Purchasing power, Istat confirmed, has been declining for some time, a structural problem that the government’s employment decree and fair wage measures are designed, at least in part, to address.
Brussels: you cannot walk away from the Stability Pact
The most pointed exchange of the day, however, came from the European Commission. It moved swiftly to close down speculation, floated by some members of Meloni’s coalition, that Italy might consider unilaterally withdrawing from the Stability and Growth Pact if EU budget rules are not suspended in response to the economic impact of the Iran war.
“There is no possibility for a Member State to unilaterally withdraw from the Stability and Growth Pact,” a Commission spokesperson said flatly. “Fiscal rules are part of European Union law and are binding on all Member States.
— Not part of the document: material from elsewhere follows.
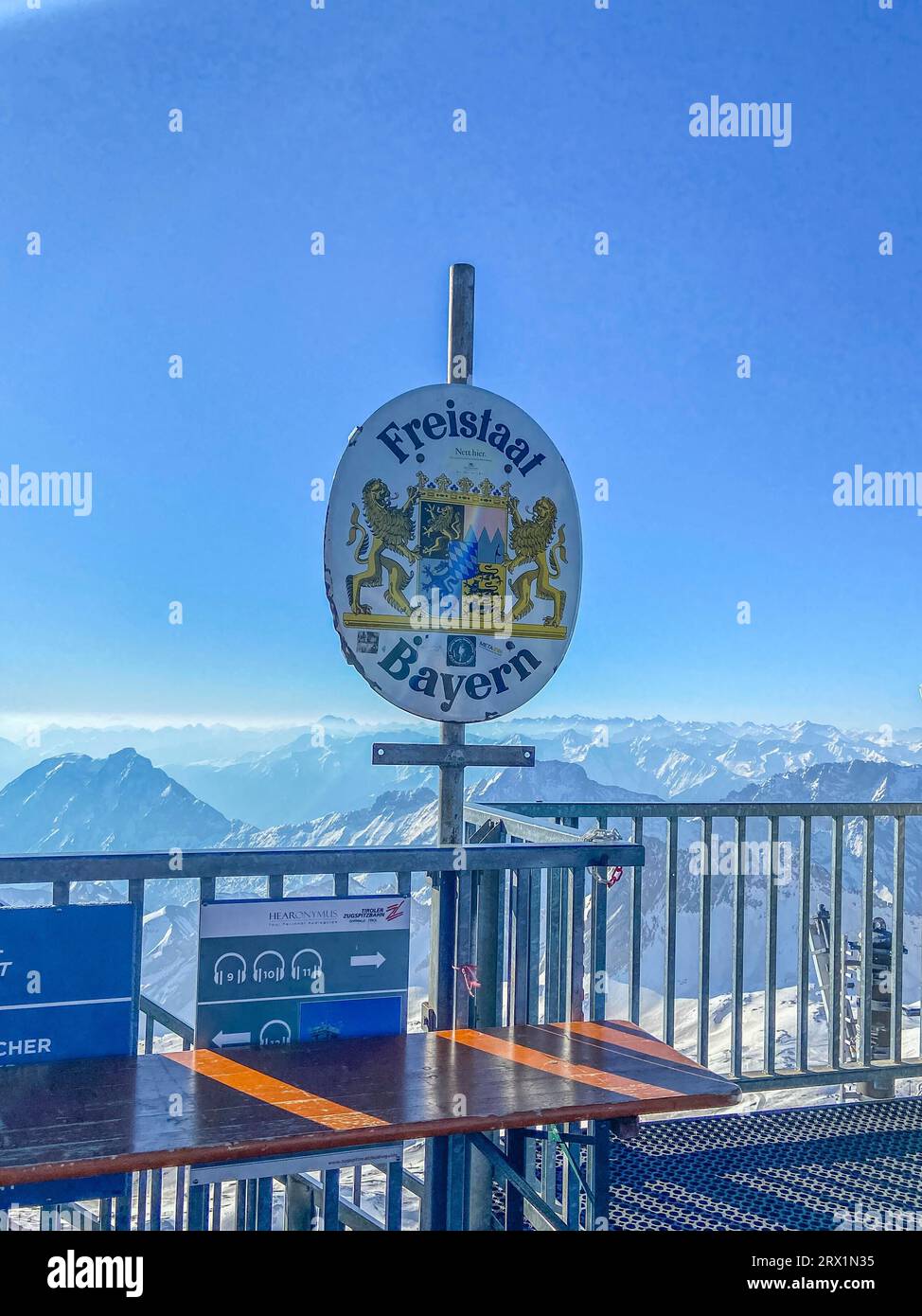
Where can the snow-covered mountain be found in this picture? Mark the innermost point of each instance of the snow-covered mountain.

Member States under the excessive deficit procedure must adhere to the corrective path recommended by the Council, defined in terms of net expenditure growth.”
Italy is currently subject to the EU’s excessive deficit procedure, meaning it is already operating under an agreed fiscal correction path. The Commission acknowledged that member states retain the ability to take measures to support vulnerable households and businesses, but only “provided that net expenditure growth remains within the limit recommended by the Council and that such measures comply with EU law.”
The rebuke was direct and unambiguous. The suggestion that Italy might simply opt out of budget rules it finds inconvenient, whether as a negotiating tactic or a genuine policy position, has been firmly ruled off the table in Brussels. However, Rome continues to argue that the economic fallout from the Middle East conflict warrants greater fiscal flexibility across the eurozone.